A menos que... A menos que voces, gestos, partidos, pueblos y Estados alteren ese libreto escrito de antemano. Resulta común escuchar: “La política no me interesa”. Hasta el día en que uno entiende que son decisiones políticas las que han obligado a los médicos a tener que elegir entre qué enfermos van a intentar salvar y cuáles tienen que sacrificar. Estamos en ese día. Y todo esto resulta aún más evidente en los países de Europa central, los Balcanes o África, donde desde hace años ven cómo su personal sanitario emigra hacia tierras menos amenazadas o empleos mejor remunerados. Esas decisiones tampoco estaban dictadas por las leyes de la naturaleza. Sin duda, estos días, lo vemos más claro. El confinamiento es también un momento en el que cada uno se toma un tiempo y reflexiona...
Con la intención de actuar. Ahora mismo. Porque, contrariamente a lo que ha sugerido el presidente francés, ya no se trata de “cuestionar el modelo de desarrollo vigente en nuestro mundo”. Sabemos cuál es la respuesta: hay que cambiarlo. Ahora mismo.

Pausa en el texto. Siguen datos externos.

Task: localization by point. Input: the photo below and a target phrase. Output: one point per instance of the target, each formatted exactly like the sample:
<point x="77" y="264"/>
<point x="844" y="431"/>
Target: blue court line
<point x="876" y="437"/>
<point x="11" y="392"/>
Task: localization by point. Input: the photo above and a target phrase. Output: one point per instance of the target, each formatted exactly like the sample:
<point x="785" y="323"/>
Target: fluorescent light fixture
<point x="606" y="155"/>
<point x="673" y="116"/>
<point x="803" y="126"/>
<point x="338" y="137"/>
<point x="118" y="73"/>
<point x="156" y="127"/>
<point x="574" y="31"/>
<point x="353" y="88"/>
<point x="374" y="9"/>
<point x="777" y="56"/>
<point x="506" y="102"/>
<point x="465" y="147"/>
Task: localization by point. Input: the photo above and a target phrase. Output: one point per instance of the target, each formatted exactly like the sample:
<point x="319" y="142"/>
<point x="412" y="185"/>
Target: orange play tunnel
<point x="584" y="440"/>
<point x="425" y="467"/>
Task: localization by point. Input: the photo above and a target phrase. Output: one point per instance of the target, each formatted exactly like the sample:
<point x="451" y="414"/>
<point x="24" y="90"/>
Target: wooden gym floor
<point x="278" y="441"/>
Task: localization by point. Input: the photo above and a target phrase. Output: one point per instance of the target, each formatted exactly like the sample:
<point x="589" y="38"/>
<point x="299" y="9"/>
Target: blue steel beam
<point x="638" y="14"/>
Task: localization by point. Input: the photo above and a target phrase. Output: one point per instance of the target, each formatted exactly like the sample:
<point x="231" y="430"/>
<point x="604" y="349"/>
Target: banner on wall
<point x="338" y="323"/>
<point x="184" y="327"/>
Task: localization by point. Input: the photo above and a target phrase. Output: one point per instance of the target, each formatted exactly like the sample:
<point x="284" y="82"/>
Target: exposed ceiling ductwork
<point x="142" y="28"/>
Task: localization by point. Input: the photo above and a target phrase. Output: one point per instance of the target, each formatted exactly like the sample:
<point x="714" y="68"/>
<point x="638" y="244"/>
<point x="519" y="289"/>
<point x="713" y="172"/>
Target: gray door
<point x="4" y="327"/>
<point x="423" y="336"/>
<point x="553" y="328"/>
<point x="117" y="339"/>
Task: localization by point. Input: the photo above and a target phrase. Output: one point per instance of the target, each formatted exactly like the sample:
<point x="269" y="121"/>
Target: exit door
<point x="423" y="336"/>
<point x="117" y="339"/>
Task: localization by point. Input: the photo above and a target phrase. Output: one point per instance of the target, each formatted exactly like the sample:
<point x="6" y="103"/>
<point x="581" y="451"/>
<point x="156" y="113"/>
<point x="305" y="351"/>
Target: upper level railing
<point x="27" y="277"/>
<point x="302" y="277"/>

Y como “dejar nuestra protección en manos de otros es una locura”, dejemos de someternos a dependencias estratégicas para preservar un “mercado libre y no distorsionado”. Aunque Macron ha anunciado “decisiones de ruptura”, nunca va a tomar las que realmente se necesitan. No solo la suspensión provisional, sino la denuncia definitiva de los tratados europeos y los acuerdos de librecambio que sacrificaron las soberanías nacionales y erigieron a la competencia como valor absoluto. Ahora mismo.
En este momento, todo el mundo ya sabe cuál es el coste de confiar a cadenas de abastecimiento, que se extienden a lo largo y ancho del mundo y que operan sin stock, el suministro de los millones de mascarillas sanitarias y productos farmacéuticos que un país en riesgo necesita para proteger la vida de sus enfermos, de su personal hospitalario, de quienes reparten la paquetería y de quienes atienden las cajas de los supermercados. Igualmente, todo el mundo sabe cuál es el coste para el planeta de las deforestaciones, las deslocalizaciones, la acumulación de residuos y la movilidad permanente (cada año, París recibe treinta y ocho millones de turistas, es decir, más de diecisiete veces su población, y su Gobierno local se enorgullece de ello…).
Ahora, el proteccionismo, la ecología, la justicia social y la salud están vinculados entre sí. Se trata de los elementos clave para una coalición política anticapitalista lo bastante fuerte como para exigir, desde ahora, un programa de ruptura.